Запомни, ты моя - Любовь Попова
В какой-то момент довольно долгой дороги, вторая часть которой проходит по ухабистой местности, я все-таки засыпаю. Открываю глаза, только когда яркий свет пытается пробить сетчатку. Сосредоточившись, замечаю огромную небритую рожу мужика мексиканской наружности. Он скалит желтые зубы, и у меня где-то дергается нерв воспоминаний. Марсело. Только тот в гробу. Я лично всадил пулю ему в сердце. Но этот слишком похож.
— Вижу, что узнал, урод, — говорит на ломаном английском, судя по всему, родственник убитого. — Я знал, что ты вернешься, и готовился ко встрече.
— Мало же у тебя дел, если ты столько ждал, — с трудом произношу, не узнавая свой голос.
— Я не убью тебя сразу. Такого сладкого мальчика ждут много приключений в нашем парке чудес.
Я не был подвержен страхам. Умел всегда за себя постоять, даже проходил военные курсы вместе с Камилем и Артуром. Но вот сейчас струсил. Потому что совершенно точно уверен, что лучше сдохну, чем дам себя поиметь.
Двое крупных черных охранников выволакивают меня из машины, буквально несут, потому что уверены, что я полностью обездвижен. И я не пытаюсь их разуверить. Сейчас мне надо хотя бы понять, где я и что это за огромный склад посреди леса. С забором повыше, чем в доме родителей.
— Но сначала я дам тебе восстановиться. Откормлю, как хорошую свинью.
«Больше тебя я вряд ли стану», — думаю по ходу, продолжая осматривать железные двери, окна с решетками, но меня больше пугает не то, что это место похоже на тюрьму, а лица, которые выглядывают из решеток. Это реально притон? Под Амстердамом? Я бы поверил в такое в России, но в Европе?
— А потом, когда твоя задница будет похожа на туннель, а твой рот будет порван, я продам тебя на органы, уверен, они у тебя в полном порядке.
Я пытаюсь не поддаваться панике. Вот уж точно не то, что сейчас нужно. Мигом вспоминается Алена и то, что она в полной безопасности. Это ведь самое главное.
Она ведь до хрена пережила за пятнадцать лет. Похоже, пришло время расплаты.
Меня проводят по бесконечным коридорам, стены которых покрашены в коричневые и серые тона, и кидают в одну из камер, не особо беспокоясь, что я снова могу удариться головой и больше не очнуться.
— Где второй?! — успеваю, пока провожатые не ушли.
— Меня он не интересовал. Там оставил, — отвечает свинья и с мерзкой сальной ухмылкой осматривает меня. — Скоро придет врач. Нам же нужен здоровый мальчик.
Он, хохоча, уходит, а у меня от этого смеха перед глазами темно становится. И дело не в том, что здесь мало, что можно разглядеть. Обычная кровать с матрасом. Умывальник, унитаз и окно под потолок, в которое можно заглянуть, если встать на край раковины.
Я быстро снимаю кобуру, проверяю пистолет. Девять патронов. Можно убить охранника, потом еще двух на входе, но скорее всего к этому времени меня самого пристрелят.

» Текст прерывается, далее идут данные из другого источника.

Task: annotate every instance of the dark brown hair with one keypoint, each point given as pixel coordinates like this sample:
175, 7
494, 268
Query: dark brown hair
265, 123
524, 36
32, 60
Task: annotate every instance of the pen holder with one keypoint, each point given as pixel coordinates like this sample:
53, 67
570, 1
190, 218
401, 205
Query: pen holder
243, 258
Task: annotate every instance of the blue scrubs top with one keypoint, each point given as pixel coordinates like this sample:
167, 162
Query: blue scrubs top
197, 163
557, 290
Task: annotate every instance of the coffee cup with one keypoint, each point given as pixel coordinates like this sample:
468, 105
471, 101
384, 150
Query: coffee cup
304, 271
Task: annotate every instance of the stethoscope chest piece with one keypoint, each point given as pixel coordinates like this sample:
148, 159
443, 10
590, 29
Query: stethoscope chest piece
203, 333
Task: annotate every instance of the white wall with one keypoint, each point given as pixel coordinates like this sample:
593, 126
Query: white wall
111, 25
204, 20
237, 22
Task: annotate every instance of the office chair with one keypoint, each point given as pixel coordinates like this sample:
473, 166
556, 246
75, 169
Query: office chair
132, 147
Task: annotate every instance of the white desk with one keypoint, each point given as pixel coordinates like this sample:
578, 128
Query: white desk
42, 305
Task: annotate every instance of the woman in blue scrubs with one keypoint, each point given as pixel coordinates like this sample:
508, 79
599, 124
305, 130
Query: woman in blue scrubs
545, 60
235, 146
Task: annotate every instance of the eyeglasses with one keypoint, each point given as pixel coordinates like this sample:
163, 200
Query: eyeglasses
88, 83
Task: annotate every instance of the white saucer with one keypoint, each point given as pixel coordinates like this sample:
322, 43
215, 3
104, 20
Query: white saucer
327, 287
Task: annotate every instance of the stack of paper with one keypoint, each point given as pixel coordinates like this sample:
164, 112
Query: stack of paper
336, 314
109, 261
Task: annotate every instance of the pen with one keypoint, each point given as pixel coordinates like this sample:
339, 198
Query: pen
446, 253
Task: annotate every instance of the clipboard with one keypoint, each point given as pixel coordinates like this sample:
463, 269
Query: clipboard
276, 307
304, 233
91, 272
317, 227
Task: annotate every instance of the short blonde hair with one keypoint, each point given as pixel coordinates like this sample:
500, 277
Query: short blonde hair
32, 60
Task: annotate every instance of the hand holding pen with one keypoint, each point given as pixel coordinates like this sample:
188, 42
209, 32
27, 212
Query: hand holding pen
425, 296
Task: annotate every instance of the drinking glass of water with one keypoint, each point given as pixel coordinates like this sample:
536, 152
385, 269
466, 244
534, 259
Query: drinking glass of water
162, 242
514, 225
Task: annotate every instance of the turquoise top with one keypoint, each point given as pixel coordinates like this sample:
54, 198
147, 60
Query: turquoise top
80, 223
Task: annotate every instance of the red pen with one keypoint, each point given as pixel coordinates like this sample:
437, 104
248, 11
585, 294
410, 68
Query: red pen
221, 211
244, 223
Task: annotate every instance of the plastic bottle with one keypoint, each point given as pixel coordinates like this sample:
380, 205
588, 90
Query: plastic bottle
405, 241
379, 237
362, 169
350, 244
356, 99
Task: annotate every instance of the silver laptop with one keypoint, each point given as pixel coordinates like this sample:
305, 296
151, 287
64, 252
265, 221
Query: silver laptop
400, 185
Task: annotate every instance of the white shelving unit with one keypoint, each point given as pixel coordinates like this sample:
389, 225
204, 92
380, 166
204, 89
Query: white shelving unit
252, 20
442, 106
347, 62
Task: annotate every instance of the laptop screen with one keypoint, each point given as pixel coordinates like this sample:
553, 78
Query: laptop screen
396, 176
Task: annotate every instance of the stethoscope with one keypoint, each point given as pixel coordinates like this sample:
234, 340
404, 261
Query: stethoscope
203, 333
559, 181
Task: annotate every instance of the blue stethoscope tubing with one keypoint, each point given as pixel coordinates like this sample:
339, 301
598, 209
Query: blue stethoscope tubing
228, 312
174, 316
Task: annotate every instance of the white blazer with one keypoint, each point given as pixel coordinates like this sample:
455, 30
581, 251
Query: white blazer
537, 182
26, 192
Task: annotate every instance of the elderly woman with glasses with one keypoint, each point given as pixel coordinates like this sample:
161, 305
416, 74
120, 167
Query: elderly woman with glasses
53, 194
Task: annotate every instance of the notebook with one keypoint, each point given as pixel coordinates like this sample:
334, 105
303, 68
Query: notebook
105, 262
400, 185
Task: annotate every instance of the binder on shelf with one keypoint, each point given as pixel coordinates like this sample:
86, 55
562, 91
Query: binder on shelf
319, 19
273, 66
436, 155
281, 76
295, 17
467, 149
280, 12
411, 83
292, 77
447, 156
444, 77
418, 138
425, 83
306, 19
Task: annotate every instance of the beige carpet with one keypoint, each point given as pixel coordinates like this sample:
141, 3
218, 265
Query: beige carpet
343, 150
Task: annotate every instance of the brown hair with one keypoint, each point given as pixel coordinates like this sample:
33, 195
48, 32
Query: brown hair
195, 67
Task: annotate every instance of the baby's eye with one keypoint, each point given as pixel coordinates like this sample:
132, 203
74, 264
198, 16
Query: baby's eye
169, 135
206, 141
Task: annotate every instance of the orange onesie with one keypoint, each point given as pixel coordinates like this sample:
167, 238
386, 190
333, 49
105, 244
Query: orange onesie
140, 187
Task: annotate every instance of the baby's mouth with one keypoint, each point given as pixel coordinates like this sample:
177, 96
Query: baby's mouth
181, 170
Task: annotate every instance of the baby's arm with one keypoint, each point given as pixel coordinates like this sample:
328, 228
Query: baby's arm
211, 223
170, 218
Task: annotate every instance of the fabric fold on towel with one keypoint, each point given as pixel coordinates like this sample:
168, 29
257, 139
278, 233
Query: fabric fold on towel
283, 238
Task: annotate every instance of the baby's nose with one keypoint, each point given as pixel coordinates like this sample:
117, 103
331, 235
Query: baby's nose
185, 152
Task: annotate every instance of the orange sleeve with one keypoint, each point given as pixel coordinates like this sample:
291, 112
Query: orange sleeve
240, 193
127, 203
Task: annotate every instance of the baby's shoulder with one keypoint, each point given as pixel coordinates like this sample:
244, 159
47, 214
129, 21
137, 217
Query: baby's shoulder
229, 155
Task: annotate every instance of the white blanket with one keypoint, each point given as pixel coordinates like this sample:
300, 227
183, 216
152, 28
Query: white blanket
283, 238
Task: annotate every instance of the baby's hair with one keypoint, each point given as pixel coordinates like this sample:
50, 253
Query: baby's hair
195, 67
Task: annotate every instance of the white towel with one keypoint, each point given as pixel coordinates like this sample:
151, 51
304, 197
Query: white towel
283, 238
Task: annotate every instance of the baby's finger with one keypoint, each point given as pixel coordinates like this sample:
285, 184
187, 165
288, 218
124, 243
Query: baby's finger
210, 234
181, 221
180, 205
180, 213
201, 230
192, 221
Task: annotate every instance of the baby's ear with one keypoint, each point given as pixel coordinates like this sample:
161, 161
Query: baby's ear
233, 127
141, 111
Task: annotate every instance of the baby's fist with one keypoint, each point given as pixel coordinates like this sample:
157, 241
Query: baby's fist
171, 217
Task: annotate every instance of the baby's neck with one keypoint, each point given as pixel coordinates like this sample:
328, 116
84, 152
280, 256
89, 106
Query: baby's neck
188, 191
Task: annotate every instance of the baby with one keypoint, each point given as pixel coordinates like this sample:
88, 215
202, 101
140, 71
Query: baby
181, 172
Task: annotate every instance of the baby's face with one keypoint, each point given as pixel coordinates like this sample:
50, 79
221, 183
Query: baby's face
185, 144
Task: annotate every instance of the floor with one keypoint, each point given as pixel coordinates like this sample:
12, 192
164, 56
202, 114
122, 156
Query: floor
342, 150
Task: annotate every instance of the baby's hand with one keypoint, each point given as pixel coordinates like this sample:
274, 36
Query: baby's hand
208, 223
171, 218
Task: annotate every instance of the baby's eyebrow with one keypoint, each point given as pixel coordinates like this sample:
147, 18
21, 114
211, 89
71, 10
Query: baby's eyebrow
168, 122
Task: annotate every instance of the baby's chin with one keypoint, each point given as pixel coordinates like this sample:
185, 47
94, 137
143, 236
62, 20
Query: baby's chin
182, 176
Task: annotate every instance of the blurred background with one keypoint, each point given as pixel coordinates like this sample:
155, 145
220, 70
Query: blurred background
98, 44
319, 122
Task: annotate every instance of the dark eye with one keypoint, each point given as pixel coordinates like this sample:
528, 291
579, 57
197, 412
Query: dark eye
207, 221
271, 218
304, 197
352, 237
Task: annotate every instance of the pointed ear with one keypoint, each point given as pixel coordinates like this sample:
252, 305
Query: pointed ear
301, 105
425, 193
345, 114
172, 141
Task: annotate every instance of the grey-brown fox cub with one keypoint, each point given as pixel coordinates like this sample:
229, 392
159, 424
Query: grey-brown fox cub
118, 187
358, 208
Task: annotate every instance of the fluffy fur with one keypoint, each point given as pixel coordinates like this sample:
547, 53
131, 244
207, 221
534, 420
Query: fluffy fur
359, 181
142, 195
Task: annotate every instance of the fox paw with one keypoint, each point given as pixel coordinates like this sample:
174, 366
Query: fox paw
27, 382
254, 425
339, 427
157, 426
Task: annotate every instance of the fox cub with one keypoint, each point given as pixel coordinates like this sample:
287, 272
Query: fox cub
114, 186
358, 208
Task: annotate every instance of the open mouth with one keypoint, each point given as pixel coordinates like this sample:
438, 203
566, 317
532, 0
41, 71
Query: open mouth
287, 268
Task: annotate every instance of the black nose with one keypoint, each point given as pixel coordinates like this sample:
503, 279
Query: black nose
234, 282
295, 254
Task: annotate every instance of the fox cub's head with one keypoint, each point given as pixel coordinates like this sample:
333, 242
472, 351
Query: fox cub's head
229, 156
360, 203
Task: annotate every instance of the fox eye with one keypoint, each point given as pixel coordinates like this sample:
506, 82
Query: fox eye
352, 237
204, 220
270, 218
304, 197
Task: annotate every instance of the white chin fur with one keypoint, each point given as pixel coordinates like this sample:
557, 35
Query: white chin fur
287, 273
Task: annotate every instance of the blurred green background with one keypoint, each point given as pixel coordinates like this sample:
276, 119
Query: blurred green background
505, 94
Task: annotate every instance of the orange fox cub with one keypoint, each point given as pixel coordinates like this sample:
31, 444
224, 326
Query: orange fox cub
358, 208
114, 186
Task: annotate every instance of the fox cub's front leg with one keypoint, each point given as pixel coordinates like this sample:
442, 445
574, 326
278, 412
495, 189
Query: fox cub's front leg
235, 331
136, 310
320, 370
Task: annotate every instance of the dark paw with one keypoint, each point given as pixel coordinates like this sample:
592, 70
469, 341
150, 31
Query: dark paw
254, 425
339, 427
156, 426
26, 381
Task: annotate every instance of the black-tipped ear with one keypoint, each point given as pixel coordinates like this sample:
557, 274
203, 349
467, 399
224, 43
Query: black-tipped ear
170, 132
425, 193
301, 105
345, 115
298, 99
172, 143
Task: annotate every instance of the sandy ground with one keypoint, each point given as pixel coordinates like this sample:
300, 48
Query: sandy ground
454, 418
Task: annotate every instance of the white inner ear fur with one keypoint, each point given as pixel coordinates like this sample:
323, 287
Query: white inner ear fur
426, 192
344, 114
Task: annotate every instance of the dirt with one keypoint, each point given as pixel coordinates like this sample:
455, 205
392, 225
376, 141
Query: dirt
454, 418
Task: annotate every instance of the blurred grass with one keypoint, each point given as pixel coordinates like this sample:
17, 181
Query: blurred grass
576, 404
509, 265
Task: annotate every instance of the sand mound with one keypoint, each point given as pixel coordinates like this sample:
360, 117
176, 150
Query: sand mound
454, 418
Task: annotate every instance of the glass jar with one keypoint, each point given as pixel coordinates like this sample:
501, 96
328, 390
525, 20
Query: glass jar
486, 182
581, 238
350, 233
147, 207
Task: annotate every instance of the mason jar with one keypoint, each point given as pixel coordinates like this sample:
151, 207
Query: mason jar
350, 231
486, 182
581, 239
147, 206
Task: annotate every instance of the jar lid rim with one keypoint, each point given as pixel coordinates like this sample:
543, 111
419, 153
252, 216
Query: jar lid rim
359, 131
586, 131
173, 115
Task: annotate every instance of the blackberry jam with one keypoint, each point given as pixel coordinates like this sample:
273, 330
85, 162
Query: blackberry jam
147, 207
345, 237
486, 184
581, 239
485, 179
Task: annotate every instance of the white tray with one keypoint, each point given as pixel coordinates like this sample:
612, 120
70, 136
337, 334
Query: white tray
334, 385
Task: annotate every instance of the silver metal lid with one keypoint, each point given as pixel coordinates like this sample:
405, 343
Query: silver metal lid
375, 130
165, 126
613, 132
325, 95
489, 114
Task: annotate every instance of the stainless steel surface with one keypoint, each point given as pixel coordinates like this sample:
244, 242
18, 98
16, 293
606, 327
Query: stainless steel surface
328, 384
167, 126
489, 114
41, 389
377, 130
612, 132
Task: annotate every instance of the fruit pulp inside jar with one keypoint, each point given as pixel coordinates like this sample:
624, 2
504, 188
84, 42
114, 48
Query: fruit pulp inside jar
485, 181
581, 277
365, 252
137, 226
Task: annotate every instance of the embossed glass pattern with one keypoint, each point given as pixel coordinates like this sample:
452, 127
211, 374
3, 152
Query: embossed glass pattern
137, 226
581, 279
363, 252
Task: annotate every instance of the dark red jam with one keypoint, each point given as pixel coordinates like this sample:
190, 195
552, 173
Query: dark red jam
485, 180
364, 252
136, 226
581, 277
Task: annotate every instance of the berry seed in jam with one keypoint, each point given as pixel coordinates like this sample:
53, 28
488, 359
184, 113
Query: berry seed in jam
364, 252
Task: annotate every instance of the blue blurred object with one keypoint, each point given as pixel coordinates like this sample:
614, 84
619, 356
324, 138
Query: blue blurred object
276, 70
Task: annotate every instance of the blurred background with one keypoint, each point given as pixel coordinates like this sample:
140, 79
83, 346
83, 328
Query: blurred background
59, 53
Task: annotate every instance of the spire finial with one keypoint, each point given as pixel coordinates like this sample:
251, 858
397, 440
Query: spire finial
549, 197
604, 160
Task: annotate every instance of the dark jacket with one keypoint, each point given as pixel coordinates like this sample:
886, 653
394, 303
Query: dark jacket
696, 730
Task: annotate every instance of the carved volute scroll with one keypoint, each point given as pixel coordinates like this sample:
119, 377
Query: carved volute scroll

Придется снова проситься на прием к этой свинье, как бы его не звали. Но прежде нужно хотя бы продезинфицировать раны, чтобы были силы бежать, когда это понадобится.
Недолго мучаюсь о том, куда спрятать пистолет. Рву матрас и засовываю кобуру почти в середину. Затем ложусь на него, с удивлением отмечая, что он ничем не пахнет. Обычный новый матрас. Собственно, если вспомнить, какие в России тюрьмы и детские дома, то здесь почти сносно. Если не думать, что это за место и что со мной собираются сделать.
Спустя только час мне приносят какую-то похлебку. Ее я, даже не задумавшись о содержании, выпиваю. Голодовка не поможет, а силы нужны. И еще только через час приходит врач, высокий черный мужик в белой маске и халате.
Он бегло осматривает рану на ноге, руку и что-то бормочет, судя по всему, на арабском.
— Массаж простаты делать не будете? — пытаюсь пошутить, сраженный страхом. Все-таки изнасилование таким амбалом может спокойно привести к смерти. Смотрю в черные глаза и вижу там смешинки. Ей богу.
— Тебя надо зашивать, — говорит амбал на очень плохом русском, но у меня как будто внутри тепло разливается от простых слов на родном языке.
Боже, вот я трус. Всего несколько часов неизвестно где, без возможности спасения, а уже готов сдохнуть от паники.
«Возьми себя в руки», — ору себе мысленно.
— Жопу лучше мне зашейте, — предлагаю со слабой улыбкой, и амбал хмыкает.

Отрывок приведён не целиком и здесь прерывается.